Qualitative Methods: Questions distinctions

Qualitative Research Questions distinctions

Usually, qualitative research methods start off with an open-ended central question or two with the words “what” or “how” on a single phenomenon or concept, in order to suggest an exploratory design.  The rest of the question uses exploratory verbs (report, describe, discover, seek, explore, etc) in a non-directional manner as not to suggest causation.  The research question could also be asked in a way to suggest what qualitative research methodological tool you will use to analyze the data, i.e. using the words opinions could mean interviews. Finally, the research question could include the key defining features of the participants in the study (teen, women, men, veterans, people with disabilities, etc.) (Creswell, 2014).

Central research question:

So, an example of a central question could be to do a follow on study on the results of my doctoral research.  So:

What are the opinions on the results from the use of text analytics on tropical discussions to discover weather constructs that positively and negatively affecting hurricane forecast skills perceived and used by the hurricane specialist at the National Hurricane Center?

References:

Qualitative Research: Sampling

Purposive and Theoretical Sampling:

When identifying means for recording data, one must be wary in qualitative research to how they collect data as well, it can be via unstructured or semi-structured observations and interviews, documents, and visual materials (Creswell, 2014).  Purposeful sampling is to help select the (1) actors, (2) events, (3) setting, and (4) process that will best allow the researcher to get a firm grasp at understanding and addressing their central questions and sub-questions in their study.  Also, consider how many sites and participants there should be in the study (identifying your sample size).  The sample size can vary from 1-2 in narrative research, 3-10 in grounded theory, 20-30 for ethnographic studies, and 4-5 cases in case studies (Creswell, 2014).
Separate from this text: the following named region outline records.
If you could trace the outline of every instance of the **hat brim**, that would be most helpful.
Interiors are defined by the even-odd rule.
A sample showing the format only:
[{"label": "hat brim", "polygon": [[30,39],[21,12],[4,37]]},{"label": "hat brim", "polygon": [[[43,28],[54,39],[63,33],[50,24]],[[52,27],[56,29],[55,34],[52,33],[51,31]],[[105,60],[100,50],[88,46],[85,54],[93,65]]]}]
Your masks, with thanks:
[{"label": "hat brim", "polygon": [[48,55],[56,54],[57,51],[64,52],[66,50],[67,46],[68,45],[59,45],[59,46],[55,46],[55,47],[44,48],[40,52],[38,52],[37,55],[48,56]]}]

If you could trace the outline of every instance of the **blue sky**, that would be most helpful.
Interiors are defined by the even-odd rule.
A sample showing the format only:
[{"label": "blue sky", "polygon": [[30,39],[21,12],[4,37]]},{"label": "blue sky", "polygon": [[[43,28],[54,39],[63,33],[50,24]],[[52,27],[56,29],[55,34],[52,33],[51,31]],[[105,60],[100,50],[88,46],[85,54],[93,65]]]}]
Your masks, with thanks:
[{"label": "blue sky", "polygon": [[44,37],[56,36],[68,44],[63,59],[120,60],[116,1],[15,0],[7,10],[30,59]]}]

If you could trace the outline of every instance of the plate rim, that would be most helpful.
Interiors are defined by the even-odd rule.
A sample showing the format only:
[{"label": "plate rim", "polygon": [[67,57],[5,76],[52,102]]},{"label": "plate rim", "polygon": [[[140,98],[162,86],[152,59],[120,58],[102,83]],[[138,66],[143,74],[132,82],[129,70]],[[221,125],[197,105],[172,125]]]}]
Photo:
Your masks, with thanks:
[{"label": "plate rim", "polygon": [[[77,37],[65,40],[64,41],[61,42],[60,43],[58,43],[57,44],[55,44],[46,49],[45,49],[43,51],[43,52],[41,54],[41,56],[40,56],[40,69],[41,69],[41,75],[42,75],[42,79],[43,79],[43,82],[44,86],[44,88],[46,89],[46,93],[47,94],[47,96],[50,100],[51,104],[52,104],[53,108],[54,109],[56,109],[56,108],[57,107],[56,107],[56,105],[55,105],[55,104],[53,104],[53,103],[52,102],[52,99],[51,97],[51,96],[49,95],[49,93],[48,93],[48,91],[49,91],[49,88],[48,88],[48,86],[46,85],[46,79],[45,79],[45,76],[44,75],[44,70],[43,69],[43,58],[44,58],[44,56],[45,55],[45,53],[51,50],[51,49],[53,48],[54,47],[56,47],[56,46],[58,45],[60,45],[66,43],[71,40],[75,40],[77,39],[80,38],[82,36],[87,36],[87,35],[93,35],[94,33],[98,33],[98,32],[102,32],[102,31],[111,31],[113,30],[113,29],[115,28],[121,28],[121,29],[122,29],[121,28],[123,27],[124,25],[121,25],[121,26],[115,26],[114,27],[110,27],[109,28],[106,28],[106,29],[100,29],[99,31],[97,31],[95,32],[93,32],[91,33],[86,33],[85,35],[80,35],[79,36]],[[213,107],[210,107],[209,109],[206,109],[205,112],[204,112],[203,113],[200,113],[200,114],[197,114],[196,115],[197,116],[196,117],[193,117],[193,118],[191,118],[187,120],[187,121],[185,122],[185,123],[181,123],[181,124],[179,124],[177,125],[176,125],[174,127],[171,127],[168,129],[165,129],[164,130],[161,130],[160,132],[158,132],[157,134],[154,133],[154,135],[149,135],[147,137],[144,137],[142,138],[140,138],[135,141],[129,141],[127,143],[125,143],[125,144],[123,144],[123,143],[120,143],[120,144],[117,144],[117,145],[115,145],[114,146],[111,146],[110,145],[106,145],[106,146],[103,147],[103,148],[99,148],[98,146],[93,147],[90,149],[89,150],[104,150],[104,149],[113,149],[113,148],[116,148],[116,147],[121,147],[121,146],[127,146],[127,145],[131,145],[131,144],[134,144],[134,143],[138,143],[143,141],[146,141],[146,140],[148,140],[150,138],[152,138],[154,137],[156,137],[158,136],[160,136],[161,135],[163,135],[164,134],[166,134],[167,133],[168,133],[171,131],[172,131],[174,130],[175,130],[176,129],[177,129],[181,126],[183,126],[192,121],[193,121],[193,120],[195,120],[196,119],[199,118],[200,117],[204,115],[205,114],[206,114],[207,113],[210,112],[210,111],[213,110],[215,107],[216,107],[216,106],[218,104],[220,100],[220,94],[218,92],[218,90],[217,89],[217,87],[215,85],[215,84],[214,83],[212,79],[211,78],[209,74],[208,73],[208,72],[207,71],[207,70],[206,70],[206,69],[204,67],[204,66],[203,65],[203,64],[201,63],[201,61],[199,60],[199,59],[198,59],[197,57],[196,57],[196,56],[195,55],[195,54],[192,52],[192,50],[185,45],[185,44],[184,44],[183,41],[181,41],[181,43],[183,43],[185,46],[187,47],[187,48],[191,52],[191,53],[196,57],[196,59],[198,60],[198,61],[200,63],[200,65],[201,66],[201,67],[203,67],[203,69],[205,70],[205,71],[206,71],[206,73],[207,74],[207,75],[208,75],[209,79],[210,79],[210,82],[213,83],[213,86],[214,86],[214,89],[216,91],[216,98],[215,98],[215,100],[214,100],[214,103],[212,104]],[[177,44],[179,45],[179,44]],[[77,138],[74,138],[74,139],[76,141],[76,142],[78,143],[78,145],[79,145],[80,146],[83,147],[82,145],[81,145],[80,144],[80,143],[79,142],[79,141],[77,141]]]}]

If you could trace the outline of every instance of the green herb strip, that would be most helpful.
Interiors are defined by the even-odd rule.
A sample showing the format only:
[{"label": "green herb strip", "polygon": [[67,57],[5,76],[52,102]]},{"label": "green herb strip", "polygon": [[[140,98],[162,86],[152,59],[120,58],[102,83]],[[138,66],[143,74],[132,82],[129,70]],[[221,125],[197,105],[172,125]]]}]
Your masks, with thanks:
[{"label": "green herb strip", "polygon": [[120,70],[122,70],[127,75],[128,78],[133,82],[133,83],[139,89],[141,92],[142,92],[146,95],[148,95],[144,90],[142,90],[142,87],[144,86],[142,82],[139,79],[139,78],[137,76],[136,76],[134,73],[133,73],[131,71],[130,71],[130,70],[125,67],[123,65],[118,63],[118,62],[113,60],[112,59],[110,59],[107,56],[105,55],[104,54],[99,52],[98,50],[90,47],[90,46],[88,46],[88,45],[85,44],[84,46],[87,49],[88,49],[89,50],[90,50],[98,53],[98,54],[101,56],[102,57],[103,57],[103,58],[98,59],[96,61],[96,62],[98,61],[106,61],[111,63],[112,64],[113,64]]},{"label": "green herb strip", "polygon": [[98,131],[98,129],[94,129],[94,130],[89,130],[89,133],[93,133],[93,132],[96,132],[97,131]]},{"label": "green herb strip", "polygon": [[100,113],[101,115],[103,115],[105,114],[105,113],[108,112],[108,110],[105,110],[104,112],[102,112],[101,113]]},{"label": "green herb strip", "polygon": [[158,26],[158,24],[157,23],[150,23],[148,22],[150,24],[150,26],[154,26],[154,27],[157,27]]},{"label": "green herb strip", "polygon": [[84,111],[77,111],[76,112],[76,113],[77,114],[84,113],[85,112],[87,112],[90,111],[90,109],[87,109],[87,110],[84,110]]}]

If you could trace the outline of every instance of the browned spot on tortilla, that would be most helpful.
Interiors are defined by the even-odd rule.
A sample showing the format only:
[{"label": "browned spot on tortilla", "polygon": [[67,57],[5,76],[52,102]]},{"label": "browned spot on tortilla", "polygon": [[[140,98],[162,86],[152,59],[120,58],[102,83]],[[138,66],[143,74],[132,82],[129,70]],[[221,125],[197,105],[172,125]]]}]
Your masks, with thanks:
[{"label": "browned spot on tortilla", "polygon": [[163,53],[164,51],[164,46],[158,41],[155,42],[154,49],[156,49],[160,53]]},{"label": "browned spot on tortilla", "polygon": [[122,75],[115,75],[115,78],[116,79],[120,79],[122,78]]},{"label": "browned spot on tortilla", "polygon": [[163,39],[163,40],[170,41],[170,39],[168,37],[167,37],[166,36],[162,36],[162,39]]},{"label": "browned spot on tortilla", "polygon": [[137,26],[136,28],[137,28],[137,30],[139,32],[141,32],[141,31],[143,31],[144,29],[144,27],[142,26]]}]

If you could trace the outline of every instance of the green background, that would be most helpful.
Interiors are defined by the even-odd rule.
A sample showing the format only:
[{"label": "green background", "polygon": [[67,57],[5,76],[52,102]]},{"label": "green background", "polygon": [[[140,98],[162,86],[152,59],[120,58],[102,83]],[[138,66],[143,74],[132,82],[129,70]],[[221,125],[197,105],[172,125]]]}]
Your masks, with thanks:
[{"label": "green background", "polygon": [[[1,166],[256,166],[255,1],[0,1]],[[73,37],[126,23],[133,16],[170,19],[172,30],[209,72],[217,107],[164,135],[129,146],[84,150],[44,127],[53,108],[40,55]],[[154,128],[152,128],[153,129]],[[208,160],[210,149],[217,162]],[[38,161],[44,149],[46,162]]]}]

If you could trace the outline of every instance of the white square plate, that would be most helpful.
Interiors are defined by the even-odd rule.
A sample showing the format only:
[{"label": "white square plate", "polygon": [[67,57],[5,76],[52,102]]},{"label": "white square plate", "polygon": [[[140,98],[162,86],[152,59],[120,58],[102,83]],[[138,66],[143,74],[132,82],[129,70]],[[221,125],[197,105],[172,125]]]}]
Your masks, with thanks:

However, you can reach data saturation (when the research stops the data collection because there exists no more new information that would reveal any other insights or properties addressing the question of the research) before any of these aforementioned numbers (Creswell, 2014). Theoretical sampling is theoretically bound around a concept, but this type of sampling touches more on this concept of data saturation.  Thus, when the researcher is trying to understand the data in order to help them define or understand their theory to the point of data saturation, rather than reaching a defined number.

Example:

An example of this could come from studying the effects of business decisions affecting the family through analyzing relocation decisions on non-military families. (PROCESS)  Purposefully I would like to sample in this example are three groups of families, ACTORS: those with no children, those with children that are no older than 12 years of age, and those with one or more children over the age of 13.  I want to see if there is a difference between the reactions based on having kids and having kids that are older versus younger, over the past decade (EVENT) at Boeing (SETTING).  I could aim for 20-30 families per group to a total of 60-90 sample size, or I could aim for data saturation between each of these groups (Theoretically sampling).  If I want to stick with 60-90 as a total sample size, I could aim for an open answer survey or conduct interviews (which is more costly on my end).  If I wish to aim for data saturation, it can be more easily done with interviews.